Supplementing probiotics did not have positive effects on reducing the incidence of GDM in this study, no matter the status of the pregnant women and how much probiotics they took. In the previous conclusion, the effects of improving blood glucose were mild in healthy women and barely reduced FPG among overweight/obese pregnant women. Hence, probiotics may not be an ideal preventive strategy.

This review has several limitations. Firstly, even though both English and Chinese literature were searched, only English literature was finally included. Secondly, most of the included studies came from Iran, but some full texts from Iran could not be accessed, which might contribute to risk bias in the results and affect the generality of this study. Thirdly, there was high-level heterogeneity in the meta-analysis process which came from participants in different pregnancy status as well as the difference in duration, forms, species, and doses of the probiotic interventions. Meanwhile, given the limitations of the original article, even though participants were divided into overweight/obese women, women with GDM, and healthy pregnant women, there were still women who were concurrent with overweight/obese and GDM, which contributed to some heterogeneity for results. Moreover, the beginning and termination of intervention of the included studies differed, which might, to a certain extent, affect the results. Fourthly, outcome measurements only included glucose metabolism, insulin sensitivity, and the incidence of GDM; other maternal and adverse outcomes were not included in this review, which might lead to a limitation. Finally, while this current meta-analysis was not registered and may have small deviations, we still strictly followed the process of the systematic review.

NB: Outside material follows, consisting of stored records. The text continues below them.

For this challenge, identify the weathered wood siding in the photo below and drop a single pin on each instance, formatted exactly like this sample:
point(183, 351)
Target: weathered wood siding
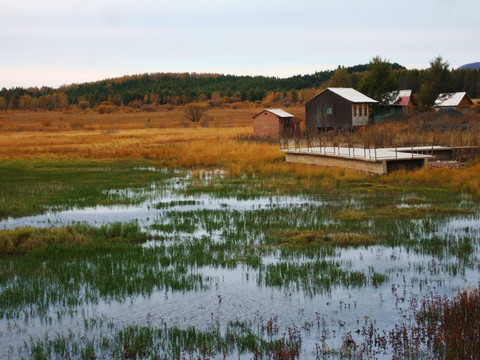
point(328, 110)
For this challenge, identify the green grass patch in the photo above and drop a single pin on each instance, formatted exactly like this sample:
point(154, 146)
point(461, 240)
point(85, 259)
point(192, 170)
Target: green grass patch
point(33, 187)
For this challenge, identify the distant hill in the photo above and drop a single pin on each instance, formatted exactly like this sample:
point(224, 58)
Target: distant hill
point(470, 66)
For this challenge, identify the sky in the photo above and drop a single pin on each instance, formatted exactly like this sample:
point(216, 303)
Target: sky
point(61, 42)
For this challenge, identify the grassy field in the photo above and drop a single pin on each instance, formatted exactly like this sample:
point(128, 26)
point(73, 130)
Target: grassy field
point(57, 161)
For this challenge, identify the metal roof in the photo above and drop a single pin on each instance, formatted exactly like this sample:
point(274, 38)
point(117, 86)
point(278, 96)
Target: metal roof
point(351, 95)
point(450, 99)
point(402, 99)
point(278, 112)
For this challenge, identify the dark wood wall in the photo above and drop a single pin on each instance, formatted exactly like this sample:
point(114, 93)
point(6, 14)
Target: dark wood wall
point(316, 111)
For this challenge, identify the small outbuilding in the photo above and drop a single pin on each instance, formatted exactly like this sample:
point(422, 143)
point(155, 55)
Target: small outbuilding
point(457, 101)
point(274, 122)
point(402, 103)
point(339, 108)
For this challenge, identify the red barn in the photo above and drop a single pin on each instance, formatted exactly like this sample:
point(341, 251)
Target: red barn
point(274, 122)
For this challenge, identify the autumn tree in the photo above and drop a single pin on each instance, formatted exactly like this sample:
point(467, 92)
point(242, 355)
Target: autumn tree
point(340, 78)
point(196, 111)
point(435, 81)
point(378, 81)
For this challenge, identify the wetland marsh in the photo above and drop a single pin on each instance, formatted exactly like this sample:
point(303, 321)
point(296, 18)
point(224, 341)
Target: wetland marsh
point(125, 260)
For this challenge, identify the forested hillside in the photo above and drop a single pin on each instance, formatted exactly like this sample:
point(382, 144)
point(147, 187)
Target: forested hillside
point(148, 91)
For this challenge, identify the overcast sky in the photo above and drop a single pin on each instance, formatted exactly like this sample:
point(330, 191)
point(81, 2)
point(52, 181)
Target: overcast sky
point(53, 42)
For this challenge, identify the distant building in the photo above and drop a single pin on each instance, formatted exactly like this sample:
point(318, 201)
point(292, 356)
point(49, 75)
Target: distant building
point(402, 103)
point(457, 101)
point(274, 122)
point(339, 108)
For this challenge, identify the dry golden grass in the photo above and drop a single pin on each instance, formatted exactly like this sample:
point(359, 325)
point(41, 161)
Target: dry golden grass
point(171, 141)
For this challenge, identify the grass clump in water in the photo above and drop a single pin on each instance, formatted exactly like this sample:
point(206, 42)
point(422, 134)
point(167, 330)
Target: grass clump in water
point(298, 239)
point(24, 240)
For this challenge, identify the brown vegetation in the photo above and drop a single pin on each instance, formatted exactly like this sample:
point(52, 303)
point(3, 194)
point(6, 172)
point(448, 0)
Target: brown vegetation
point(226, 142)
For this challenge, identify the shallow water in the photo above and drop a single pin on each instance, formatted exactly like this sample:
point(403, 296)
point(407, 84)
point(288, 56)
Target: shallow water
point(238, 294)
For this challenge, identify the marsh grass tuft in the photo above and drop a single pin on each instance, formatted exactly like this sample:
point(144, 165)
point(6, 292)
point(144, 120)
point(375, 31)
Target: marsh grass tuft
point(306, 238)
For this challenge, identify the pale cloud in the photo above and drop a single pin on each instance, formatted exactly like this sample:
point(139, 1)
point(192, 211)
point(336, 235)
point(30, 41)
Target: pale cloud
point(75, 41)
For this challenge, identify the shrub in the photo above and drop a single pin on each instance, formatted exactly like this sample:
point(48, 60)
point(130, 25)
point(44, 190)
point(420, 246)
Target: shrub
point(195, 111)
point(77, 124)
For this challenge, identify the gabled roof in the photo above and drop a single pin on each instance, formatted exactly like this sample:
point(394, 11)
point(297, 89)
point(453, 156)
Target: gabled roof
point(451, 99)
point(278, 112)
point(350, 94)
point(402, 99)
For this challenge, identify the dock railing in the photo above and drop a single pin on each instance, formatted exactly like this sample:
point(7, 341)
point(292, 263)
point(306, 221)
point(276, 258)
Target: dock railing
point(326, 147)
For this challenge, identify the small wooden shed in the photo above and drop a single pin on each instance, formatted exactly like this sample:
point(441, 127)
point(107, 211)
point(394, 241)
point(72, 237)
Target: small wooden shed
point(274, 122)
point(339, 108)
point(458, 101)
point(402, 103)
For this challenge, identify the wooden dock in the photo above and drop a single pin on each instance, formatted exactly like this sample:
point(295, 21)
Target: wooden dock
point(377, 160)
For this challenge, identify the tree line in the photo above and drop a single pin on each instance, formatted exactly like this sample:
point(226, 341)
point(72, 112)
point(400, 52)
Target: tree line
point(141, 91)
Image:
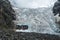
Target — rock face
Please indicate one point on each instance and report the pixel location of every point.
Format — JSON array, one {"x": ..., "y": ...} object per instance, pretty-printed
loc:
[
  {"x": 27, "y": 36},
  {"x": 6, "y": 15}
]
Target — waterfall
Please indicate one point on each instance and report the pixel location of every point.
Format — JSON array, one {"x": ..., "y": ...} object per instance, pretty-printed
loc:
[{"x": 40, "y": 20}]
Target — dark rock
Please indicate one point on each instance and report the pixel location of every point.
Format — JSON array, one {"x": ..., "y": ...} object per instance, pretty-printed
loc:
[{"x": 6, "y": 15}]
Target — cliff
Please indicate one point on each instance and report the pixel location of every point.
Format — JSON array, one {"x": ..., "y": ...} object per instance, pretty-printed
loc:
[{"x": 6, "y": 15}]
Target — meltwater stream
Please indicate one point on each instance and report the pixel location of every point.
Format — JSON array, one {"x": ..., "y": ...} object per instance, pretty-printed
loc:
[{"x": 39, "y": 20}]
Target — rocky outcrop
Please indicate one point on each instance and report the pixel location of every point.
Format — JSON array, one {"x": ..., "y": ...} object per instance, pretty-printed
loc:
[
  {"x": 6, "y": 15},
  {"x": 27, "y": 36}
]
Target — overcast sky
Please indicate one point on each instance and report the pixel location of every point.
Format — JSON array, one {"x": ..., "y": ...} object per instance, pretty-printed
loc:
[{"x": 33, "y": 3}]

In conclusion, probiotics could modulate blood sugar and improve insulin level within a certain range in healthy and GDM women instead of overweight/obese pregnant women. There were no related meta-analyses discussing the effects of probiotics among obese/overweight pregnant women. The specific mechanism that causes this difference among pregnant women in normal and pathological pregnancies remains unknown. One of the possibilities may be that the richness, diversity, and sensitivity of intestinal flora interfere with the role of probiotics, thereby calling for more high-quality trials with a larger number of participants to explore the effects of probiotics in obese pregnant women. A significant reduction was likewise observed for metabolism parameters in taking short-term probiotics (≤12 weeks). A dosage of 109 CFU per day or more could be considered an effective dose to modulate FPG. It is suggested that the regulatory effects of probiotics are short-lived. Furthermore, probiotic capsules might be more effective than probiotic yogurt in terms of FPG level. However, probiotic supplements neither improve the levels of HbA1c and 1 h and 2 h OGTT nor reduced the incidence of GDM. The optimal probiotic dose in this study is also still unclear. Further high-quality, multicentre, and large-scale RCTs are needed to ensure the safety of probiotics, probe into the positive effects on pregnant women and infants, and confirm the dosage and duration of probiotic supplements. Additional research can be conducted to further determine the effects of probiotics on insulin resistance and insulin sensitivity among overweight/obese women.